Publication : Bulletin 2005 V N° 306 p. 266 Décision attaquée : Cour d'appel de Reims, 2003-05-21
Cour de Cassation Chambre sociale
N° de pourvoi : 03-44585 Publié au bulletin Président : M. Sargos. Rapporteur : Mme Morin (arrêt n° 1) ; Mme Farthouat-Danon (arrêt n° 2). Avocat général : M. Duplat. Avocat : la SCP Gatineau (arrêt n° 1) la SCP Masse-Dessen et Thouvenin, la SCP Delaporte, Briard et Trichet (arrêt n° 2).
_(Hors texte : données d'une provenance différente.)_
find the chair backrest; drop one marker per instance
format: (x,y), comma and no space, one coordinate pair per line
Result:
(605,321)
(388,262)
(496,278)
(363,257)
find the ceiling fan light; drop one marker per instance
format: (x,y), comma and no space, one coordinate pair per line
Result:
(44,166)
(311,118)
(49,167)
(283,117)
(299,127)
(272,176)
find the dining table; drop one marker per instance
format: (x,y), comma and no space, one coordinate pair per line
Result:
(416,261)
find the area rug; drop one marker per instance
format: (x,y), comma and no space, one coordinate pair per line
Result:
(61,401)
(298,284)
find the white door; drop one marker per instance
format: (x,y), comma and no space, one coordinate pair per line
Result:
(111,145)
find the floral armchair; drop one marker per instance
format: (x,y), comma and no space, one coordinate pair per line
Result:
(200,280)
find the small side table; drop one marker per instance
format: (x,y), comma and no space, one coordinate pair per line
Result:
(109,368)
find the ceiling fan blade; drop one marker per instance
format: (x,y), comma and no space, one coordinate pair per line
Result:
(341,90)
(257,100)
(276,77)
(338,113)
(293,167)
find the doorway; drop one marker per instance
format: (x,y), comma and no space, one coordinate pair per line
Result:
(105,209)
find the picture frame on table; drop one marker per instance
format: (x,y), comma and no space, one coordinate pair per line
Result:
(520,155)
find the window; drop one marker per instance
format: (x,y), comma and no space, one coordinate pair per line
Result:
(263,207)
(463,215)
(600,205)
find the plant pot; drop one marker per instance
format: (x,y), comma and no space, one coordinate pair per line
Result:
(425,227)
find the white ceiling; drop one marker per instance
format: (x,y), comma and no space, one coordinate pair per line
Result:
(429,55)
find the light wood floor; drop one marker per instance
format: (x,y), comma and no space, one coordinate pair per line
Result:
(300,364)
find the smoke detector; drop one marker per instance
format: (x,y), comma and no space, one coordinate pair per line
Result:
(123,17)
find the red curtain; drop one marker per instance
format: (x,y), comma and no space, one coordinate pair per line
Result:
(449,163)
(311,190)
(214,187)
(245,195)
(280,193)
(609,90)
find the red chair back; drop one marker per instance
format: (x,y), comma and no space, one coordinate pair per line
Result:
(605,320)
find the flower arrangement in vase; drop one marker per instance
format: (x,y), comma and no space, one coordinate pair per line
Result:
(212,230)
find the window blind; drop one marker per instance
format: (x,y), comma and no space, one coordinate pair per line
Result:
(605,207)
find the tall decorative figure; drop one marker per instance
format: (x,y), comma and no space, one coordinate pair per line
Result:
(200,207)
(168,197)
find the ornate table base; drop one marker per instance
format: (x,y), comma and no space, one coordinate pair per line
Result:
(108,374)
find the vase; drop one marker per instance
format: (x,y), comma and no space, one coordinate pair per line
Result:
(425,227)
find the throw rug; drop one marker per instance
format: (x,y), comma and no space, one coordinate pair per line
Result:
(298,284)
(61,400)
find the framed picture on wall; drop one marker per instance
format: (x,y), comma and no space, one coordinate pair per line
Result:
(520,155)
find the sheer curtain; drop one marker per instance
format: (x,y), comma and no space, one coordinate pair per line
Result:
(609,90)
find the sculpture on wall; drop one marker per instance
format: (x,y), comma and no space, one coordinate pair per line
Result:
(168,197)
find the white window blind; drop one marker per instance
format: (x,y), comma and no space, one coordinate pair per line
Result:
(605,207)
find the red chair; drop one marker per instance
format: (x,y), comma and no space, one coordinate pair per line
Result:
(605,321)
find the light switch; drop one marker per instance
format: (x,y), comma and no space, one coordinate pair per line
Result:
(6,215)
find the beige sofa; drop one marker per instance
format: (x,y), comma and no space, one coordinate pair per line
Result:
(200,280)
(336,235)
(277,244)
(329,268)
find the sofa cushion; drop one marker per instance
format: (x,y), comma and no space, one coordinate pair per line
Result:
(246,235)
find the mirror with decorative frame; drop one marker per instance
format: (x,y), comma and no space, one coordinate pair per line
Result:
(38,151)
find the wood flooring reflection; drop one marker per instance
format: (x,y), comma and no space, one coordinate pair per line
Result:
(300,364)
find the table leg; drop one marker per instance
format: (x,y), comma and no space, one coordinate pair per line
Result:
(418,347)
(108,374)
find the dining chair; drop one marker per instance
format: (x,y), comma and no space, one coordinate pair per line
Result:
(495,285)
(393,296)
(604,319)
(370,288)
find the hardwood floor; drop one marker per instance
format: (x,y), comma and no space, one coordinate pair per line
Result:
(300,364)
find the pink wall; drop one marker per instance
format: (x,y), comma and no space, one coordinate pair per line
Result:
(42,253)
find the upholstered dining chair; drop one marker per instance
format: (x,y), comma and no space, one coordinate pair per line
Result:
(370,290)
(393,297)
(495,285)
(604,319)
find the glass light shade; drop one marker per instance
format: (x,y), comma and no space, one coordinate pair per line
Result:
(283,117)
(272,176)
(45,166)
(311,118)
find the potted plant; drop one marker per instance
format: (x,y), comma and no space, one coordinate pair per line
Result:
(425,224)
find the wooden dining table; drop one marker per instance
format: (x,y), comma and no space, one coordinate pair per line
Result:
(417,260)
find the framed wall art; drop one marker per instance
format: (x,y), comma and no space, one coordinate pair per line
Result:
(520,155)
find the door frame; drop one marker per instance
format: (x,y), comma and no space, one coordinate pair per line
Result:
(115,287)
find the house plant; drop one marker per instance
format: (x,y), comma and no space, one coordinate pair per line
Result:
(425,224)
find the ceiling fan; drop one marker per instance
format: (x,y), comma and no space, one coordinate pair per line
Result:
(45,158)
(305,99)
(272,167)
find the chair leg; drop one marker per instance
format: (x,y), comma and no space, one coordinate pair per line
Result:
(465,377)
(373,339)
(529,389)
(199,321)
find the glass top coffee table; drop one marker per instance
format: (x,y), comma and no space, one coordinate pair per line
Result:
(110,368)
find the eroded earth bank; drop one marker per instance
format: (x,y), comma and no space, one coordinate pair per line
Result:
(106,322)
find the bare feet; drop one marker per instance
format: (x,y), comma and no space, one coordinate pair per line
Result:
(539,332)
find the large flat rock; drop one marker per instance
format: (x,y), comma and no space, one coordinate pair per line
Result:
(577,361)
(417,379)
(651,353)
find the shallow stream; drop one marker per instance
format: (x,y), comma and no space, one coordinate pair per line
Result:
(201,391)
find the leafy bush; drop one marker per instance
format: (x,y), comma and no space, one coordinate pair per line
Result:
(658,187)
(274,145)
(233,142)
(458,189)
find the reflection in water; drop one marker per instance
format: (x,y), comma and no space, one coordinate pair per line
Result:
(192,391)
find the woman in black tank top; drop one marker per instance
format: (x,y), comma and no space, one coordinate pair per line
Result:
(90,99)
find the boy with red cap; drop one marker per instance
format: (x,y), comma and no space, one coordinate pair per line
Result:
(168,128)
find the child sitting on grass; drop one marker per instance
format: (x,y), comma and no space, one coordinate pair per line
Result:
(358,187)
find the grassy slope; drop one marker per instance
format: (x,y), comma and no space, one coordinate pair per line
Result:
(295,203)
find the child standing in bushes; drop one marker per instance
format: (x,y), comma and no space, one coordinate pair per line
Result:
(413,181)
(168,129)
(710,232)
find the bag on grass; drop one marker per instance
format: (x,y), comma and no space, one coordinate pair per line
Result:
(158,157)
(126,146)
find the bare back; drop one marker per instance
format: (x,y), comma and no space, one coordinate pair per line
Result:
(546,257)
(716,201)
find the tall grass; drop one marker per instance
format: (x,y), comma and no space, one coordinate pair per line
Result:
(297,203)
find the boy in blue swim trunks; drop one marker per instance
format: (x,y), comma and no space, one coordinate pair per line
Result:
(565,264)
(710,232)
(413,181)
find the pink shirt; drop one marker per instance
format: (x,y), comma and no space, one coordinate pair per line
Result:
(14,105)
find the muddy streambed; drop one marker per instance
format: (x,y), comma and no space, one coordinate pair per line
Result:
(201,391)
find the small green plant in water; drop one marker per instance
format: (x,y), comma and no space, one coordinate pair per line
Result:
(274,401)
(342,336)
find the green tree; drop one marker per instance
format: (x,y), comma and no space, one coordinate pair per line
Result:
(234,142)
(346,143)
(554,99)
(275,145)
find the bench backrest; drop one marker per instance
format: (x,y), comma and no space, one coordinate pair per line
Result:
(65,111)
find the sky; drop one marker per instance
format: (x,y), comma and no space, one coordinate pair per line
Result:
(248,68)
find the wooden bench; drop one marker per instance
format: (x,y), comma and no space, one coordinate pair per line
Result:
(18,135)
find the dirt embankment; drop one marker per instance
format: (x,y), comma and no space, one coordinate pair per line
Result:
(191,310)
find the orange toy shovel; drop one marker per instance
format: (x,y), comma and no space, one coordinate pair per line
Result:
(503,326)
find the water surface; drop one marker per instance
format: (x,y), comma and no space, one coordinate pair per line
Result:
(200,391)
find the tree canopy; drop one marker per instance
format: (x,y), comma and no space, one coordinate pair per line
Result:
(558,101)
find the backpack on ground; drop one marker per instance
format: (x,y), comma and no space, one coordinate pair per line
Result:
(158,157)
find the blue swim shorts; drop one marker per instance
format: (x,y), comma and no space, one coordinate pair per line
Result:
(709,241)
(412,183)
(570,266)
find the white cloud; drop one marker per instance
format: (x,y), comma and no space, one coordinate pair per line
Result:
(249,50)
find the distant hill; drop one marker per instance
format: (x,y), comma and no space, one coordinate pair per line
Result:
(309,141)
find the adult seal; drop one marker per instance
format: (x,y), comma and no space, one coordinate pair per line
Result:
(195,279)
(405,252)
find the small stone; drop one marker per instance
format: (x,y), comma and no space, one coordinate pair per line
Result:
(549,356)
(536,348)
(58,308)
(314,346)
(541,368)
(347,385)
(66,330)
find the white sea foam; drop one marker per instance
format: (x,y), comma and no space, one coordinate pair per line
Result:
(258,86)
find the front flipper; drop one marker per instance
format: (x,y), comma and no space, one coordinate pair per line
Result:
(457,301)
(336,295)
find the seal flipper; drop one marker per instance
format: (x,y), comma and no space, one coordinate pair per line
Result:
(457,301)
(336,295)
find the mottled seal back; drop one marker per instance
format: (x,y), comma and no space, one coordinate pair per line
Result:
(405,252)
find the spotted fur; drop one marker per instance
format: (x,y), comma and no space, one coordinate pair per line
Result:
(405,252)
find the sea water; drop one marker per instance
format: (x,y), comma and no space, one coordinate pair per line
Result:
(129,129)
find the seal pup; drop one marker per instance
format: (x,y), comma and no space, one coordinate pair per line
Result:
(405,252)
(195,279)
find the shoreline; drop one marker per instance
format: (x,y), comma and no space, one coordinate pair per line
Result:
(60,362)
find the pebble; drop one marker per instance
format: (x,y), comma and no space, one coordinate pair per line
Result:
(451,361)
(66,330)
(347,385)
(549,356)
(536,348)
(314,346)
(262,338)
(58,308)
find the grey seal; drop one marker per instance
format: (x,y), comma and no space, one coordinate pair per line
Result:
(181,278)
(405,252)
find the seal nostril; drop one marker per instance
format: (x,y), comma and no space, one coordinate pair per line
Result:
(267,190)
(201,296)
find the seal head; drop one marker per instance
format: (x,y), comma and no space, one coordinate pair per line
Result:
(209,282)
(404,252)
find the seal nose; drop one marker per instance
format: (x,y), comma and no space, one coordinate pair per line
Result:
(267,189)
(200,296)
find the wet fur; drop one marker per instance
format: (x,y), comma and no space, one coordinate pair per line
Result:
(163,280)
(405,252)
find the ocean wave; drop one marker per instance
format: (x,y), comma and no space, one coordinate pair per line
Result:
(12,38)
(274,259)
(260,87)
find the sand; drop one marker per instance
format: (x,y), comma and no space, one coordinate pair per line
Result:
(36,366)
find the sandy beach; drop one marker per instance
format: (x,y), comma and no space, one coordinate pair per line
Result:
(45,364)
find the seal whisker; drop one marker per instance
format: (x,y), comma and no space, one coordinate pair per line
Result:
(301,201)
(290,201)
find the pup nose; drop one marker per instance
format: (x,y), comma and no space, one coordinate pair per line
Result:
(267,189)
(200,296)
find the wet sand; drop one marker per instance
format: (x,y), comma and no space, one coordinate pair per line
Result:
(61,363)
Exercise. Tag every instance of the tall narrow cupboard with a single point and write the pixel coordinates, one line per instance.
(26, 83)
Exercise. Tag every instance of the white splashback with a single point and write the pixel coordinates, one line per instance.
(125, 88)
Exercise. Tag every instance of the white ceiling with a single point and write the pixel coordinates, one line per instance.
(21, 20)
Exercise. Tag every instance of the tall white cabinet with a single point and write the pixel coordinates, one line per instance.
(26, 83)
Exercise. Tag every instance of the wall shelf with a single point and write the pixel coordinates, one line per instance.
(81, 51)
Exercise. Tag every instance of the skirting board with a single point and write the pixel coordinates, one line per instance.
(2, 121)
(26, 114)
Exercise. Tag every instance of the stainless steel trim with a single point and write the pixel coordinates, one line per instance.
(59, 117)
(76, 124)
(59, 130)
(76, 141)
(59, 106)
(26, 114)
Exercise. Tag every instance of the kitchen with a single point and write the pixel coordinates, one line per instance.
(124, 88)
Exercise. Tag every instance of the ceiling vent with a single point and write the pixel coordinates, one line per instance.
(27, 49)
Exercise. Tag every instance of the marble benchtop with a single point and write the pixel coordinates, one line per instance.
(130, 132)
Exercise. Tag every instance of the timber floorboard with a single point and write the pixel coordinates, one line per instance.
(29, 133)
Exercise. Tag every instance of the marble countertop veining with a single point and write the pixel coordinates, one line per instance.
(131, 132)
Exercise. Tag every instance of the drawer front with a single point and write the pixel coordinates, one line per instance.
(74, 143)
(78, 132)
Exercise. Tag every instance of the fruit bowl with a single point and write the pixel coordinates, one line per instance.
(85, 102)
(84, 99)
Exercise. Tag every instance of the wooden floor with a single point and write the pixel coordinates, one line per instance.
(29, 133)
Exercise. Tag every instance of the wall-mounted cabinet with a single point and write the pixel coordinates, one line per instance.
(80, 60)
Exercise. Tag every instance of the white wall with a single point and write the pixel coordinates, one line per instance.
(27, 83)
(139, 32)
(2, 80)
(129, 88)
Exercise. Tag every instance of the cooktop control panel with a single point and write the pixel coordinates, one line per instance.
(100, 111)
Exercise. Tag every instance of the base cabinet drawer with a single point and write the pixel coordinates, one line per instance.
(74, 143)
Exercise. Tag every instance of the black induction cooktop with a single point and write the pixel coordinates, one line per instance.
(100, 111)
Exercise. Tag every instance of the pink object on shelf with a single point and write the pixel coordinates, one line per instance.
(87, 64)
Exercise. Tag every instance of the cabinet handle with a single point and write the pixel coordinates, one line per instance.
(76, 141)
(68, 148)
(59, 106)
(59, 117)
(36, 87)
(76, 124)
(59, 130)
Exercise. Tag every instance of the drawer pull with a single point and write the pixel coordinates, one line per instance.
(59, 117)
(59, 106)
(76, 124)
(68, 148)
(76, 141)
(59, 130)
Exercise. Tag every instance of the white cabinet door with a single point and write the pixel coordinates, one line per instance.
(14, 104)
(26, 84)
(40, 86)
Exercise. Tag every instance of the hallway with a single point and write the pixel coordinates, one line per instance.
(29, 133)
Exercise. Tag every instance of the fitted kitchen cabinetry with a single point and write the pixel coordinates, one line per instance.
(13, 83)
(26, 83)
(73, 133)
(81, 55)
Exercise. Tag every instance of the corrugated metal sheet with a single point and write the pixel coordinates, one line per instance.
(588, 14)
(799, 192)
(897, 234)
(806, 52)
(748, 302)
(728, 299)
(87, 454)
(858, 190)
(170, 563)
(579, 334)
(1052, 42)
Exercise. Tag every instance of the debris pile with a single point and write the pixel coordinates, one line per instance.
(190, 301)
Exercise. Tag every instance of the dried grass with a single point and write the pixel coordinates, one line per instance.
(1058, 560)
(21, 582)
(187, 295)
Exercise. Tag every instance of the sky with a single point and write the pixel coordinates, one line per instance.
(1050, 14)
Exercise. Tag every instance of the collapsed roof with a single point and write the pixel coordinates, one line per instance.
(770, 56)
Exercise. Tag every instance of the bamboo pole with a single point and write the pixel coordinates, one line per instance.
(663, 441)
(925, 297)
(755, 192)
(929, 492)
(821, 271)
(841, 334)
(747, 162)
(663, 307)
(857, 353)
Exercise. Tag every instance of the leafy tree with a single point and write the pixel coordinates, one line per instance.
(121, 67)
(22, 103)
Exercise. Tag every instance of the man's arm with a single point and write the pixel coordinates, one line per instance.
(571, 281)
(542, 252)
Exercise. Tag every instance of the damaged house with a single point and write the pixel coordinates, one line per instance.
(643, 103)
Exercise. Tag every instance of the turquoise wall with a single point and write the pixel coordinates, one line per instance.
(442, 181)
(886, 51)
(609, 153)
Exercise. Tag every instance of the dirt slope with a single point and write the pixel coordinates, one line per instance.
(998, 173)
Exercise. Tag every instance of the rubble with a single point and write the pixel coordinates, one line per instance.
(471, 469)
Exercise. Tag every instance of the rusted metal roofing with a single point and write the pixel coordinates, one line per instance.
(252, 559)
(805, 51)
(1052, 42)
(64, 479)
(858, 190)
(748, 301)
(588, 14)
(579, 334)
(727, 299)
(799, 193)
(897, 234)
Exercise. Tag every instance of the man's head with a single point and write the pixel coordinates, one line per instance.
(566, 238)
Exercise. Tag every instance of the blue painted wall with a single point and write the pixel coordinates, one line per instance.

AU NOM DU PEUPLE FRANCAIS
LA COUR DE CASSATION, CHAMBRE SOCIALE, a rendu l'arrêt suivant :
Sur le premier moyen :
Vu les articles L. 122-4, L 122-14-7 du Code du travail, et l'article R. 241-31 du même Code, dans sa rédaction applicable au litige ;
Attendu que les dispositions légales qui assurent une protection exceptionnelle et exorbitante du droit commun à certains salariés, en raison du mandat ou des fonctions qu'ils exercent dans l'intérêt de l'ensemble des travailleurs, s'appliquent à la rupture du contrat de travail à l'initiative de l'employeur pendant la période d'essai ;
qu'il en est ainsi de l'article R. 241-31 du Code du travail relatif au médecin du Travail ;
Attendu qu'après avoir engagé Mme X... le 28 octobre 1999 en qualité de médecin du Travail, l'Association médicale du travail du Jura a mis fin le 24 janvier 2000 à la période d'essai d'une durée de trois mois prévue au contrat ;
Attendu que pour rejeter la demande de dommages-intérêts formée par la salariée, la cour d'appel retient que, selon l'article L. 122-4, alinéa 2, du Code du travail, les règles qui régissent la rupture unilatérale ne sont pas applicables pendant la période d'essai ; qu'il en résulte que chacune des parties est, en principe, libre de rompre le contrat de travail sans donner de motif ; que la rupture n'est pas soumise aux dispositions de l'article R. 241-31 du Code du travail et que la salariée ne peut faire grief à l'employeur de l'absence de consultation des institutions représentatives et autorités visées par ce texte ;
Qu'en statuant ainsi, la cour d'appel a violé les textes susvisés ;
PAR CES MOTIFS :
CASSE ET ANNULE, dans toutes ses dispositions, l'arrêt rendu le 6 mai 2003, entre les parties, par la cour d'appel de Besançon ;
remet, en conséquence, la cause et les parties dans l'état où elles se trouvaient avant ledit arrêt et, pour être fait droit, les renvoie devant la cour d'appel de Dijon ;
Condamne l'Association médicale du travail du Jura aux dépens ;
Vu l'article 700 du nouveau Code de procédure civile, condamne l'Association médicale du travail du Jura à payer à Mme X... la somme de 2 500 euros ;
Dit que sur les diligences du procureur général près la Cour de Cassation, le présent arrêt sera transmis pour être transcrit en marge ou à la suite de l'arrêt cassé ;
Ainsi fait et jugé par la Cour de Cassation, Chambre sociale, et prononcé par le président en son audience publique du vingt-six octobre deux mille cinq.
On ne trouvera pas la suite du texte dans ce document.